Federal Reserve Chair Jerome Powell said that additional interest-rate increases will be needed to cool inflation, and that borrowing costs may need to peak higher than previously expected if the strong jobs market persists.
“We think we are going to need to do further rate increases,” Powell said Tuesday in a question-and-answer session with David Rubenstein at the Economic Club of Washington. “The labor market is extraordinarily strong.” If the job situation remains very hot, “it may well be the case that we have to do more,” he said.
Stocks and Treasuries initially rallied as Powell spoke, after he stopped short of taking a more hawkish stance on interest rates in the wake of the robust jobs data. Asked if he would have chosen to raise rates by 50 basis points (bps) last week, instead of the 25 bps that the full Federal Open Market Committee (FOMC) voted for, he demurred. “We don’t get to play It that way, unfortunately,” he told Rubenstein.
Stocks later fell and yields rose as investors absorbed Powell’s remark that rates could peak higher.
After a series of large interest-rate increases last year, Powell and his colleagues are slowing the pace, while noting that they are still pushing higher. Investors, responding to a much stronger-than-expected January employment report released Friday, now expect rates to rise to just above 5 percent, similar to what Fed officials forecast in December.

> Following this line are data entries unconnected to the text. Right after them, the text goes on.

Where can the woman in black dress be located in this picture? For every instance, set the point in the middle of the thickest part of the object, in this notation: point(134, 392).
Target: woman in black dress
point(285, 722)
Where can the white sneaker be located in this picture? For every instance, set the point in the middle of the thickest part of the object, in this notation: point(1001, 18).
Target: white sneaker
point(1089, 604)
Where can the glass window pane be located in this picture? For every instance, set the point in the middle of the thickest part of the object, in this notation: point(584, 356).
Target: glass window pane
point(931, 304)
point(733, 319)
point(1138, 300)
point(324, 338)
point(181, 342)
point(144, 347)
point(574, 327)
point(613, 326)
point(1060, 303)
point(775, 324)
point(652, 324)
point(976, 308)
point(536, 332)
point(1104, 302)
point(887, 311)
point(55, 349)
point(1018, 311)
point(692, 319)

The FOMC raised their benchmark rate by a quarter point last week, to a range of 4.5 percent to 4.75 percent, and said ongoing increases remain appropriate. Powell has argued that easing pressure in the labor market is part of the answer to cooling off inflation in core services, excluding housing, a measure he has highlighted.

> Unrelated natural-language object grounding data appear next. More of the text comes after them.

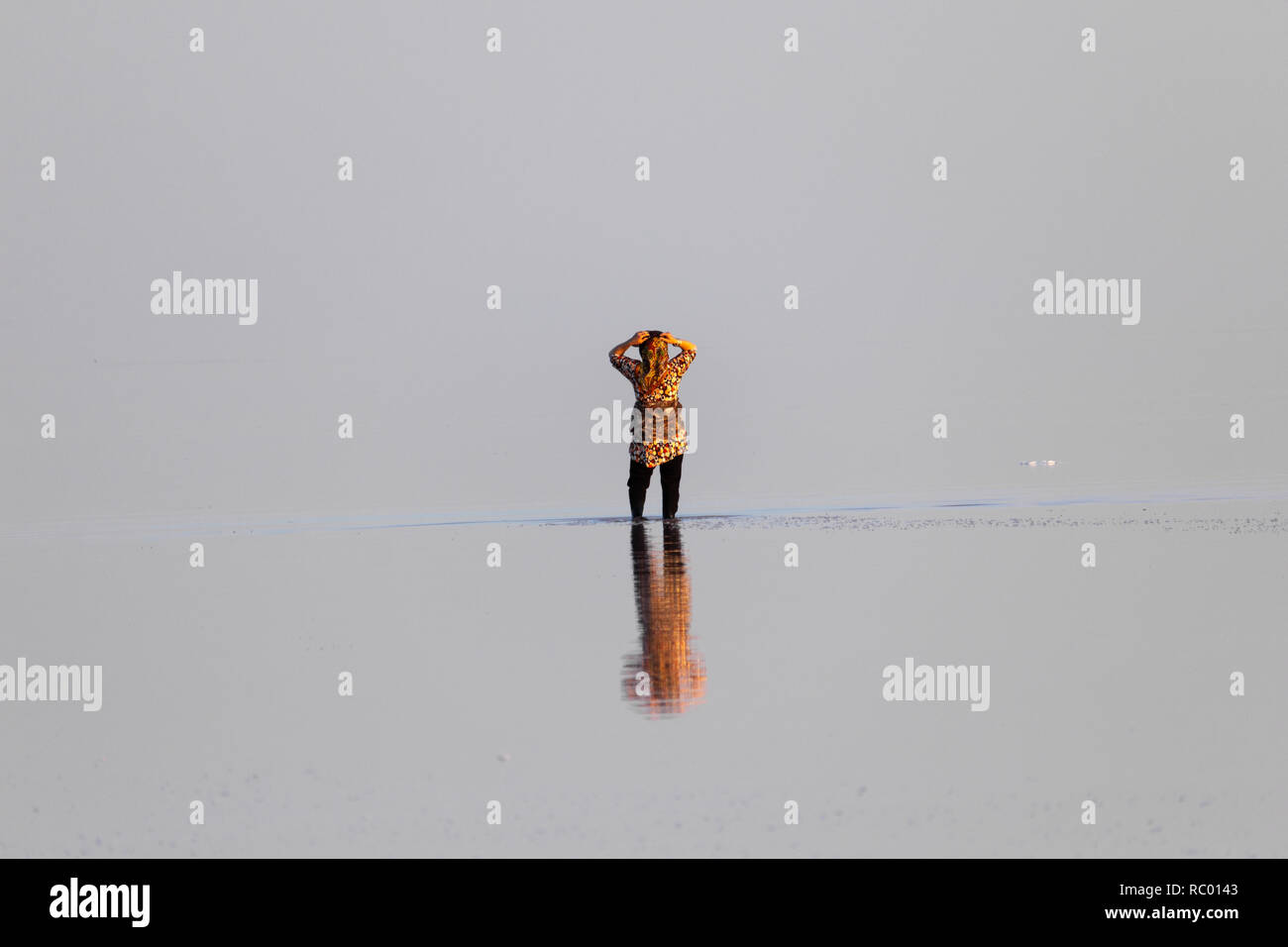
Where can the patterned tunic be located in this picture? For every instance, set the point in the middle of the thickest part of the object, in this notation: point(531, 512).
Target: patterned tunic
point(657, 433)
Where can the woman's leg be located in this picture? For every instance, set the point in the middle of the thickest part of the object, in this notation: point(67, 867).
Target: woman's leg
point(636, 486)
point(671, 486)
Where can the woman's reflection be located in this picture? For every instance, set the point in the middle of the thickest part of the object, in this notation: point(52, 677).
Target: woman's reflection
point(666, 677)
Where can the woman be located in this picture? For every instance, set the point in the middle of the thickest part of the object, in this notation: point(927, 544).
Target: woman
point(658, 437)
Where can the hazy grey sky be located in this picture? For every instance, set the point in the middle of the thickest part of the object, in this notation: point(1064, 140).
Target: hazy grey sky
point(516, 169)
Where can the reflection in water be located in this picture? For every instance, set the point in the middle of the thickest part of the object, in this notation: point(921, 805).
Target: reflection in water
point(666, 677)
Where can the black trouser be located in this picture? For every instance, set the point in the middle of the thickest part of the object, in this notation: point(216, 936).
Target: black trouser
point(638, 484)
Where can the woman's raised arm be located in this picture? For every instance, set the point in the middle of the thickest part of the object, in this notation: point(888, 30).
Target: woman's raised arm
point(686, 346)
point(619, 350)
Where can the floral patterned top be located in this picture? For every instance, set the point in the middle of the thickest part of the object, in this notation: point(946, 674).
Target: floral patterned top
point(657, 434)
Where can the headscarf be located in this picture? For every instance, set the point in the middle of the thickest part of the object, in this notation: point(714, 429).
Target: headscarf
point(653, 355)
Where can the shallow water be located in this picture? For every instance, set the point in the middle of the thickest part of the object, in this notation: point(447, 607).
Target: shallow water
point(519, 684)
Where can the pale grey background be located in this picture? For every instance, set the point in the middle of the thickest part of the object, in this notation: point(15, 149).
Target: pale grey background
point(518, 169)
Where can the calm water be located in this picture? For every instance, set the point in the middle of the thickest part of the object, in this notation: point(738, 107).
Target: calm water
point(764, 685)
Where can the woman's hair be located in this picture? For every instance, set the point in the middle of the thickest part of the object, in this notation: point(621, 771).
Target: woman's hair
point(653, 355)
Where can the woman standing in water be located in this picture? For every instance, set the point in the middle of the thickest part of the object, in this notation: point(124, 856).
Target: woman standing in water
point(658, 437)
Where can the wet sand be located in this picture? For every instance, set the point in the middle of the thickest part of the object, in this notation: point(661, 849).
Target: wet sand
point(518, 684)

However, the market for labor continues to be red hot, with non-farm payrolls increasing by 517,000 last month, while unemployment fell to 3.4 percent, the lowest rate since 1969. Powell said the report “shows you why we think this will be a process that takes a significant period of time.”
U.S. central bankers were caught off guard by a rapid rise in prices in the final quarter of 2021. Inflation, by their preferred measure, rose 5 percent in the 12 months through December 2022, far above their 2 percent target.
While some measures of inflation have cooled in recent months, Powell told reporters last week that officials need “substantially more evidence” to be confident that inflation is on a downward path.